A Java application that copies/updates files in an Amazon Web Services S3 bucket with files from a local directory tree.

Primary LanguageJavaApache License 2.0Apache-2.0

S3Update

A Java application that copies/updates files in an Amazon Web Services (AWS) Simple Storage System (S3) bucket with files from a local directory tree. This code is targeted at copying website files from a directory on your local system to a publicly viewable S3 bucket.

AWS S3 is a web based storage system. Access to S3 takes place via HTTP. This allows S3 to host web content that is (generally) static. Hosting static web sites on Amazon S3 costs far less that most alternatives.

Often the web content is developed on the local system and then downloaded to AWS S3. For any sizable web site, copying the files and directories can be time consuming, tedious and error prone (e.g., a file or directory can be mistakenly omitted). When changes are made, the modified files must be copied over.

This application allows entire directory trees to be copied to AWS S3. Once the web site exists on S3 and local changes are made, this applicaiton will copy over the files that have changed.

Points of Interest in the Source Code

S3 read/write

Access to S3 is handled through the S3Service class. This class is stand alone and provides useful Java code for accessing S3.

In an attempt to reduce the overhead of comparing local files to files on S3, files are stored with the MD5 hash for the file in the user meta-data.
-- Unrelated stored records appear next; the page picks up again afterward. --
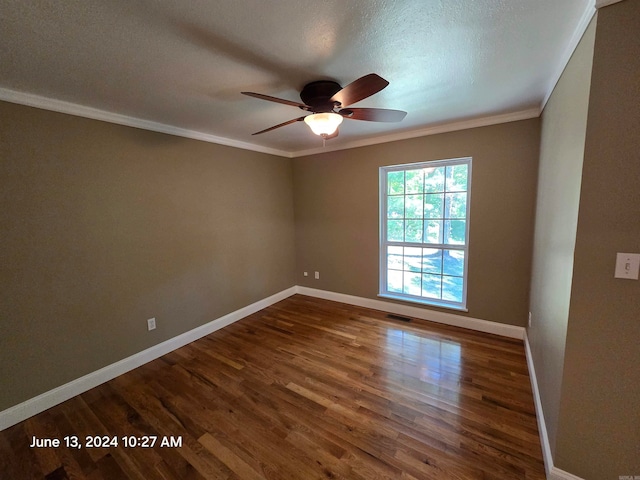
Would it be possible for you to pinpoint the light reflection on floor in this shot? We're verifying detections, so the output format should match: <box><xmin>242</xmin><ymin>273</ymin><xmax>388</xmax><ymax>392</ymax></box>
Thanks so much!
<box><xmin>383</xmin><ymin>328</ymin><xmax>462</xmax><ymax>404</ymax></box>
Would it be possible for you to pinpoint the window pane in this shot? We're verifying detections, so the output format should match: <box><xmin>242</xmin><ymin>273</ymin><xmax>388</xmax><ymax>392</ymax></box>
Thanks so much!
<box><xmin>403</xmin><ymin>272</ymin><xmax>421</xmax><ymax>296</ymax></box>
<box><xmin>444</xmin><ymin>220</ymin><xmax>466</xmax><ymax>245</ymax></box>
<box><xmin>445</xmin><ymin>193</ymin><xmax>466</xmax><ymax>219</ymax></box>
<box><xmin>381</xmin><ymin>158</ymin><xmax>469</xmax><ymax>309</ymax></box>
<box><xmin>405</xmin><ymin>195</ymin><xmax>424</xmax><ymax>218</ymax></box>
<box><xmin>403</xmin><ymin>247</ymin><xmax>422</xmax><ymax>272</ymax></box>
<box><xmin>422</xmin><ymin>248</ymin><xmax>443</xmax><ymax>274</ymax></box>
<box><xmin>445</xmin><ymin>164</ymin><xmax>468</xmax><ymax>192</ymax></box>
<box><xmin>405</xmin><ymin>220</ymin><xmax>423</xmax><ymax>243</ymax></box>
<box><xmin>388</xmin><ymin>270</ymin><xmax>403</xmax><ymax>293</ymax></box>
<box><xmin>387</xmin><ymin>196</ymin><xmax>404</xmax><ymax>218</ymax></box>
<box><xmin>387</xmin><ymin>220</ymin><xmax>404</xmax><ymax>242</ymax></box>
<box><xmin>443</xmin><ymin>250</ymin><xmax>464</xmax><ymax>276</ymax></box>
<box><xmin>424</xmin><ymin>167</ymin><xmax>445</xmax><ymax>193</ymax></box>
<box><xmin>424</xmin><ymin>220</ymin><xmax>442</xmax><ymax>244</ymax></box>
<box><xmin>387</xmin><ymin>245</ymin><xmax>403</xmax><ymax>270</ymax></box>
<box><xmin>422</xmin><ymin>274</ymin><xmax>441</xmax><ymax>299</ymax></box>
<box><xmin>442</xmin><ymin>276</ymin><xmax>463</xmax><ymax>302</ymax></box>
<box><xmin>405</xmin><ymin>169</ymin><xmax>424</xmax><ymax>193</ymax></box>
<box><xmin>388</xmin><ymin>171</ymin><xmax>405</xmax><ymax>195</ymax></box>
<box><xmin>424</xmin><ymin>194</ymin><xmax>443</xmax><ymax>219</ymax></box>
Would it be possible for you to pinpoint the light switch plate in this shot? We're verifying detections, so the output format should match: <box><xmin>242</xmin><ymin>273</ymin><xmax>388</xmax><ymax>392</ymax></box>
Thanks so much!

S3 files are stored with an ETag hash value. However, the calculation of this hash value can be complicated and is not fully documented by Amazon. To avoid this complexity, the MD5 hash is calculated when the file is stored.

Threading

The code compares MD5 hashes, which in theory should be fast. However, the S3 MD5 hash is fetched via an HTTP transaction, which is relatively slow. To improve performance, the code is multi-threaded. The thread model uses is as simple as possible and is customized for the local application.
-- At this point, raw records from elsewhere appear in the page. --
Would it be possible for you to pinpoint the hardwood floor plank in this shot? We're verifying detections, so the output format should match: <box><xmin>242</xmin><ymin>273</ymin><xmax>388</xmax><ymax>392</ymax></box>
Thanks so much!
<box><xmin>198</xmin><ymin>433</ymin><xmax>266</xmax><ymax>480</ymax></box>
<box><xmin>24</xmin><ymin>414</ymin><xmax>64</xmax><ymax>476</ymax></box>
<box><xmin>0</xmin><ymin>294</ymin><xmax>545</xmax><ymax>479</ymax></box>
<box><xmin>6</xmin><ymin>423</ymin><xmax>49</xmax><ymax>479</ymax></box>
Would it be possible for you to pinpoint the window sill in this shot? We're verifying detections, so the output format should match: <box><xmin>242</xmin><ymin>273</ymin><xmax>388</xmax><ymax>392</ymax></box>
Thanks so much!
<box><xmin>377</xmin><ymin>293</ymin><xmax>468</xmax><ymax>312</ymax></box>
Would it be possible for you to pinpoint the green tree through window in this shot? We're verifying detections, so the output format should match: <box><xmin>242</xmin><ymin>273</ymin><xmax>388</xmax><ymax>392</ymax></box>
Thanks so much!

Building a web site with S3

Amazon S3 content is web based (e.g., S3 content is available via HTTP). By default the content is not visible outside of the user's virtual private cloud. But the content can be made public. This allows static web sites to be created. Amazon provides a clear guide on how to setup a static website, using a custom domain.

Example: Setting up a Static Website Using a Custom Domain

In this example to S3 buckets are created, example.com and www.example.com. The example.com bucket has a JSON permission record associated with it. The www.example.com bucket should be created as public, but it should not have a JSON record associated with it.